Quiet Title Action on a Reserved Oil and Gas Interest
The Court of Appeals of the State of New Mexico in T.H. McElvain Oil & Gas Ltd. P’ship v. Benson-Montin-Greer Drilling Corp., No. 32,666, 2014 N.M. App. LEXIS 100 (N.M. Ct. App. October 16, 2014) addressed the legality of a quiet title action in 1948, which quieted title to an entire property, including the oil and gas interests, where the oil and gas interests had been previously reserved in a 1928 warranty deed.
The dispute arose over a 160-acre property in San Juan County, New Mexico. Id., at ¶5. In 1927, Mabel G. Wilson, Eva C. Wilson and Judson Wilson (the “Wilsons”) as joint tenants, acquired the property by general warranty deed. Id. The deed listed the Wilsons “of San Diego, California” as purchasers of the property. Id. In 1928, the Wilsons conveyed the property to David Miller, reserving all of the oil and gas estate (the “Wilson Interest”). Id. No further conveyance or lease of the Wilson Interest was made until 2002. Id., at ¶13. Meanwhile, in 1931, David Miller had quitclaimed his interest in the property to his brother, Thomas Miller. Id., at ¶6. In October 1948, Thomas Miller (“Miller”) filed a quiet title action in the district court for San Juan County alleging that he was the fee simple owner of the property. Id., at ¶9. In his complaint, he named the Wilsons as defendants and stated that the Wilsons and their heirs were unable to be located and were not found after a sheriff search in San Juan County. Id. Miller then served the Wilsons and their heirs (hereinafter, the “Wilsons”) with notice of his quiet title action by publication in a New Mexico newspaper. Id., at ¶10. Consequently, when the Wilsons failed to respond to the notice, the court entered judgment quieting title to the property in favor of Thomas Miller and concluding that he was the owner of the property in fee simple. Id.

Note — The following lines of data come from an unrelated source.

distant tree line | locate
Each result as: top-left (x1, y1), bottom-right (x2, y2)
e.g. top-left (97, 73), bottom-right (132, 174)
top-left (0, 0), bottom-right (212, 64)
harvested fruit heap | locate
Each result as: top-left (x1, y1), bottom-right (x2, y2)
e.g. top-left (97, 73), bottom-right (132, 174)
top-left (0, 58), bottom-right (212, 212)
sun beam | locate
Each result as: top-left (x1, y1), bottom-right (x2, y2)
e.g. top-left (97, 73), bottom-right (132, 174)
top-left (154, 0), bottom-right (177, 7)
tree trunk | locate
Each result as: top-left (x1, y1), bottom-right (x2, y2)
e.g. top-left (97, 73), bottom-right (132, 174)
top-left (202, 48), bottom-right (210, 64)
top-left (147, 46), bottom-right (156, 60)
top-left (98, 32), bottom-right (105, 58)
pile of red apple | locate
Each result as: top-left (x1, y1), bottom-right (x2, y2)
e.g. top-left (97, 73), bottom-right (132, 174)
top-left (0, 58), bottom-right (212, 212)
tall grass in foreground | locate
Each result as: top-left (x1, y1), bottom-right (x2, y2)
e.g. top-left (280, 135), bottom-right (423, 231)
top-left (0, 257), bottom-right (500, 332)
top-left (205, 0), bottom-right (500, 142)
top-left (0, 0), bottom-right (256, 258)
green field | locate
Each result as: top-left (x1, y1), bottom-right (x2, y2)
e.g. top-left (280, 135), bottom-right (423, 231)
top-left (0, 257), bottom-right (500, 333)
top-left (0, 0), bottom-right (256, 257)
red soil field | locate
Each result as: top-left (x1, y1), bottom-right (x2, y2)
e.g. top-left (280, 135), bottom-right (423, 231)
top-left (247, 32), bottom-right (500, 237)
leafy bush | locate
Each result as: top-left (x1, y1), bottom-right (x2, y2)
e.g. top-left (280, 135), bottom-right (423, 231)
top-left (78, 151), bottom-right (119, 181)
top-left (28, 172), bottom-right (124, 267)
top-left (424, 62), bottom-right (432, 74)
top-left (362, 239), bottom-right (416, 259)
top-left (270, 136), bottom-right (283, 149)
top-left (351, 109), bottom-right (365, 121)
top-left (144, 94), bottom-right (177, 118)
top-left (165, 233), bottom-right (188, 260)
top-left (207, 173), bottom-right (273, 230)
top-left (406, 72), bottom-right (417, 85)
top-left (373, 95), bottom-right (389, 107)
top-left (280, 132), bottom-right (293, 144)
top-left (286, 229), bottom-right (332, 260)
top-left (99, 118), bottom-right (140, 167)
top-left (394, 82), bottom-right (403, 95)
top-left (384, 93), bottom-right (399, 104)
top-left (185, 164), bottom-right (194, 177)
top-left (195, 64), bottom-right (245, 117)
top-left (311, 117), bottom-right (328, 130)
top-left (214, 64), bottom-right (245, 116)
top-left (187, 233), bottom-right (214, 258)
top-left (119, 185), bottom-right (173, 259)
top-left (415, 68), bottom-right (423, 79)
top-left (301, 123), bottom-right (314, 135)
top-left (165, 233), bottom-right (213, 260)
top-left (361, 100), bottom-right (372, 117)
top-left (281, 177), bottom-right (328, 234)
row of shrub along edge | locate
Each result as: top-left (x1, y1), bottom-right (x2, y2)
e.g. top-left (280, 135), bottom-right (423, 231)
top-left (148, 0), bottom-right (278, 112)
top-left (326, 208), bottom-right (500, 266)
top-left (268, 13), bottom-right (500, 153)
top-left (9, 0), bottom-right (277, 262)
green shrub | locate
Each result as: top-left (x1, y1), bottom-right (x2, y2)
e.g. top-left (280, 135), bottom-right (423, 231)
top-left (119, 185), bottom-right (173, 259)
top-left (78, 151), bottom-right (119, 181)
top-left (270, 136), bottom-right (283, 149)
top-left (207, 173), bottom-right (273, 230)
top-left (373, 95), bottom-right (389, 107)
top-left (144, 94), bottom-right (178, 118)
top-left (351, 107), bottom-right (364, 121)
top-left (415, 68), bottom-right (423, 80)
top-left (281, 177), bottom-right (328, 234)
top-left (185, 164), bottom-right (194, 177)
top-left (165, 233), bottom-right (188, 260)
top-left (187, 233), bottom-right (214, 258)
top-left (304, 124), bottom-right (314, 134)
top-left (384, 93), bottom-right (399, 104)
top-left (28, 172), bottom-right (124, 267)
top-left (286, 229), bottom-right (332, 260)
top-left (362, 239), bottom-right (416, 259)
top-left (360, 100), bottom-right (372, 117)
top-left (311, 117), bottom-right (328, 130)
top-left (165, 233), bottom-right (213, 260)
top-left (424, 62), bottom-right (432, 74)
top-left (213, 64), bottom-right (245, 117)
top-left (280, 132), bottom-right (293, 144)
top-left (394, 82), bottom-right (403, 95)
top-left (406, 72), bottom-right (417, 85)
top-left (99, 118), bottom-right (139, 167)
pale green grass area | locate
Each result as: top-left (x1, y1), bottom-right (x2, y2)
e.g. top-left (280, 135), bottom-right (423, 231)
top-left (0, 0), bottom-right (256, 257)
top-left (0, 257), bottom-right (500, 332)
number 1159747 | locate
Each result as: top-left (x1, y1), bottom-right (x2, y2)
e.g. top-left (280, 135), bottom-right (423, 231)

Nevertheless, in 2002, after a landman informed the Wilsons that they were the “current owners of the oil and gas” under the property, the Wilsons entered into a mineral lease agreement with T.H. McElvain Oil & Gas Limited Partnership (“McElvain”). Id., at ¶13. Both the Wilsons and McElvain filed a lawsuit asserting a claim to the mineral interests in the property and seeking a decree quieting title in favor of the Wilsons and McElvain as to all of the mineral interests in the property. Id., at ¶14.
The lawsuit filed by Wilson and McElvain argued that the service by publication in the 1948 quiet title action failed to satisfy the Wilsons’ right to due process. Id., at ¶16. The Court, in reviewing the background of the 1948 quiet title action, attempted to determine if Miller “[undertook] a diligent and good faith effort to ascertain the location of the Wilsons and to personally serve them with process in the 1948 quiet title action.” Id., at ¶22; 23-24. The Court concluded that notice by publication was not an acceptable means of notice. Id. (citing Campbell v. Doherty, 1949-NMSC-030, 53 N.M. 280). The Court relying upon the United States Supreme Court’s decision in Mullane v. Cent. Hanover Bank & Trust Co., 339 U.S. 306 (1950), explained that notice by publication comported with due process only when the parties were unknown or missing. Id. In this case, the Court determined that Miller had notice that the Wilsons never resided in San Juan County, New Mexico, because the 1927 deed identified them as being located in San Diego, California. Id., at ¶23. If Miller had performed a title examination, then Miller would have learned that the Wilsons lived in San Diego, California because all information concerning their residence in San Diego was included in the chain of title. Id., at ¶25. Consequently, the Court concluded that Miller knew or should have known that the Wilsons lived in San Diego, and therefore, the attempted constructive service by publication violated due process and reversed the 1948 quiet title action. Id., at ¶32.
Accordingly, service by publication should only be used in quiet title actions when the previous owners cannot be found after a reasonable and diligent search. Thus, an operator should conduct an investigation of the appropriate property records for any reservations of an oil and gas interest, because even a quiet title action extinguishing a reservation may be subject to attack many years later. Therefore, it is best practice to obtain protection leases or stipulation of interests when confronted with severed oil and gas interests that may be subject to a quiet title action or other type of attack by the owners of the severed mineral interest.